Dans Dictature affective, la documentariste Karina Marceau plonge dans un abîme d'âmes tourmentées. Cette forme de harcèlement survient après une séparation lorsqu'un des parents convainc ses enfants que l'autre est méchant. Nous en discutons avec l'auteure, dont le film est présenté en première mondiale au Festival des films du monde.

Q : Qu'est-ce qui vous a conduit à ce sujet?
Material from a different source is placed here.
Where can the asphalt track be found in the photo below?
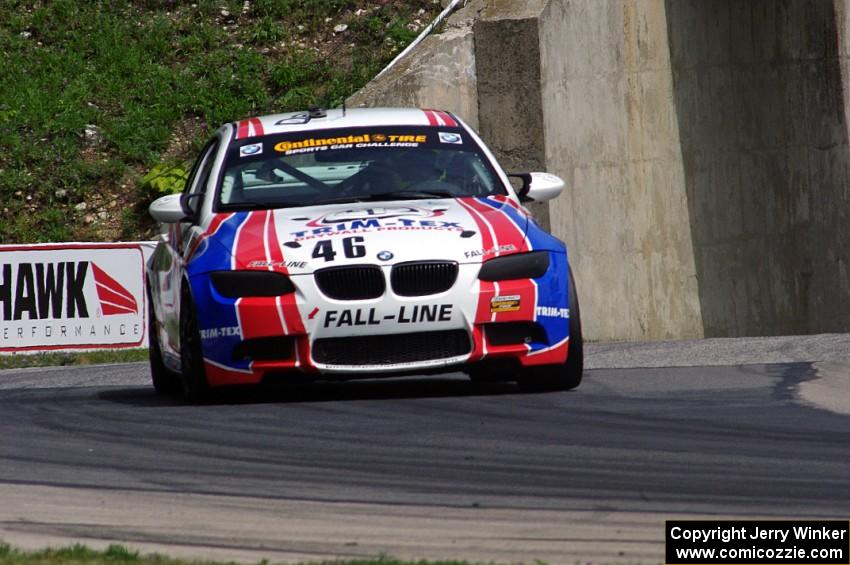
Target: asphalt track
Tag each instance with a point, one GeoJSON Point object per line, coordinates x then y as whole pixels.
{"type": "Point", "coordinates": [432, 467]}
R : J'ai appris en l'espace de quelques semaines que deux personnes de mon entourage élargi en ont été victimes. Puis, alors que je terminais une entrevue avec une juge de la Chambre de la jeunesse, je lui demandais quel sujet ferait l'objet d'un bon documentaire. Elle m'a parlé de la dictature affective, ce dont je n'avais jamais entendu parler. Je trouvais le sujet à la fois triste et intéressant. C'est quelque chose qui m'interpellait beaucoup. C'est aussi très délicat, car on doit identifier de réels cas de dictature affective. Il faut qu'un enfant ait totalement rejeté un de ses parents pour évoquer un tel cas.

Q : Avez-vous eu beaucoup de difficulté à convaincre des gens de parler?
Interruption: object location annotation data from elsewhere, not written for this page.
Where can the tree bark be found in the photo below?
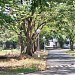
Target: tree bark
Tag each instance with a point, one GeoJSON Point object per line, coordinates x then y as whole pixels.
{"type": "Point", "coordinates": [21, 42]}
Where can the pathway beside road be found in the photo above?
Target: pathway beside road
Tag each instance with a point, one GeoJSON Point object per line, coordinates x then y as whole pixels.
{"type": "Point", "coordinates": [58, 63]}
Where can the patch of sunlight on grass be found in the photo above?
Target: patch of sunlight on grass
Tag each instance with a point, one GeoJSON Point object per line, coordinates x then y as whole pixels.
{"type": "Point", "coordinates": [11, 51]}
{"type": "Point", "coordinates": [25, 70]}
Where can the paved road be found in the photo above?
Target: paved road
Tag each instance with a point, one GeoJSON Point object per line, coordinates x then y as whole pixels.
{"type": "Point", "coordinates": [58, 63]}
R : Oui, il a fallu que je fasse de nombreuses démarches. D'autant plus que je voulais des gens qui parlent ouvertement à la caméra. Je ne voulais pas de visages brouillés. Ça me paraissait un peu facile. Et pour le spectateur, il est plus attachant de voir des personnes à visage découvert. Dans le cas des deux filles de Luc (NDLR: un des interviewés du film dont les filles ont subi la dictature affective de leur mère), il m'a fallu un an de démarches pour gagner leur confiance.

Q : Un des experts du film affirme que, dans la majorité des cas, la personne aliénante n'a pas le sentiment de mal agir...

R : En effet, les personnes aliénantes sont convaincues dans leur for intérieur que l'autre est mauvais. Ce parent a une vision totalement négative de l'autre. Sa réaction est de vouloir protéger ses enfants de l'ex-conjoint qu'il croit être mauvais.

Q : Vous coréalisez le film avec la cinéaste Louise Archambault qui signe une partie fictive (avec les comédiens Marie Turgeon, Robert Naylor et Réal Bossé). Pourquoi avoir intégré ce segment?

R : Comme dit le dicton: on ne veut pas le savoir, on veut le voir! Je voulais rendre mon propos vivant. Je voulais qu'on entre dans l'univers d'une famille où règne une dictature affective. C'était important de le faire afin que le spectateur soit plus sensibilisé.

Q : Existe-t-il un lien entre tous les personnages?

R : La souffrance. Tout le monde souffre dans cette situation. La personne qui aliène, la personne aliénée et les enfants. C'est pour cela que je devais éviter le piège du film manichéen. Il fallait trouver le bon ton, sans faire un show de boucane. Il y avait un gros travail à faire sur cet aspect.

Q : Quelle place occupe ce film dans votre travail de documentariste?

R : C'est un pas supplémentaire dans ma carrière. Je suis heureuse d'avoir incorporé des éléments de fiction, car je suis attirée par ce genre. J'ai l'impression que ce documentaire est mon projet le plus achevé, où j'ai fait appel à toutes mes cordes (journaliste, recherchiste, etc.) pour le réaliser.

* * * * *

Le prochain projet de documentaire de Karina Marceau s'intitule Les survivantes. Il porte sur un groupe d'une dizaine de femmes dont les enfants ont été assassinés par leur ex-conjoint. Ces femmes ont volontairement décidé de se réunir dans un chalet en présence de la cinéaste. «Elles vont parler de ce qu'elles ont vécu, mais aussi de l'après. Elles sont à des étapes différentes de deuil. Je sens chez elles un besoin de témoigner.»

___________________________________________________________________________

Dictature affective, de Karina Marceau, est présenté au FFM les 26 août à 19h, 28 août à 14h40 et 29 août à 17h10 au Quartier latin, puis le 3 décembre à 21h sur Télé-Québec et sur TFO au printemps 2013.